La victoire sommeille : entrevue avec Jeunesse Apatride

Quel plaisir de découvrir le dernier disque du groupe street-punk Jeunesse Apatride! Les «Jeunes» ont été constamment au service du mouvement libertaire/militant au cours des dernières années, offrant plusieurs concerts bénéfices pour une diversité de causes (prisonniers politiques, diffusion libertaire, syndicalisme alternatif, etc.). Le dernier album, intitulé «La victoire sommeille», marque une avancée pour le quintette de Montréal.

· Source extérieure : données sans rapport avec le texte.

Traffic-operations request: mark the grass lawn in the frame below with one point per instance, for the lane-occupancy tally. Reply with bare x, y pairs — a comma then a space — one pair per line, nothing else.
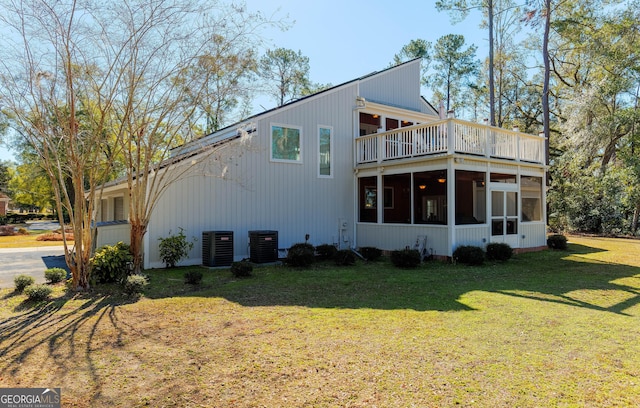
26, 241
553, 328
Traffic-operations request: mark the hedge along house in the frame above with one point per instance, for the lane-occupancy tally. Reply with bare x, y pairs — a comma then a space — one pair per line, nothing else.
365, 163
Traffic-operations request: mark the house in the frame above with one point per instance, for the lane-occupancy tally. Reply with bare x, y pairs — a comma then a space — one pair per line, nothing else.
366, 163
4, 204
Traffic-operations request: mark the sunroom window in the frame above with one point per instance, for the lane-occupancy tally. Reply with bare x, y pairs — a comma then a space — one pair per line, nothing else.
470, 197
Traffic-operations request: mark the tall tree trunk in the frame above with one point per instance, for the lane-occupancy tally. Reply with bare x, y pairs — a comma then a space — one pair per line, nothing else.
492, 93
547, 71
138, 229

On retrouve, bien sûr, les mêmes rythmes et mélodies qui ont fait le bonheur de leurs albums précédents («Pas de comptes à rendre à personne» et «Black Bloc n’ Roll»), ainsi que des textes sur la jeunesse rebelle et la fierté ouvrière. Le dernier album de Jeunesse Apatride a bien sûr, comme les autres, cette qualité d’exprimer clairement l’opposition entre tyrans et partisans. Mais sur ce disque, il y a certainement un élément de plus, centré surtout sur l’ouverture des textes qui ont une portée beaucoup plus grande que les précédents. Des thèmes complexes comme l’écologie, la mondialisation et la solidarité internationale sont abordés. Des paroles, noires mais justes, sont présentes; telles que : «Nous avons érigé des barricades, avec leurs propres cadavres» (de bourgeois). Sans doute, la chanson «À ma révolution» sera un succès chez les membres, sympathisantEs et amiEs de la NEFAC. C’est comme ça qu’on les aime... bien chaleureuses, romantiques et collectives. Le retour de «Streets of Montreal», un cover de Street Troopers, groupe Oi! influent des années ‘90, est une surprise qui sera appréciée. Bref, on ne peut que dire du bien de «la victoire sommeille». Il faut se rappeler que le pouvoir ouvrier passe aussi par la promotion de sa culture. Jeunesse Apatride apporte un soutien important au projet des libertaires en ce sens. Nous les remercions. Ce qui suit est une entrevue que Jeunesse Apatride nous a accordé récemment.

Vous êtes à votre troisième album et votre groupe existe depuis plus de 6 ans. À vos débuts vous étiez véritablement des «jeunes». Est-ce que les choses changent à l’approche de la trentaine? Êtes-vous toujours une Jeunesse Apatride?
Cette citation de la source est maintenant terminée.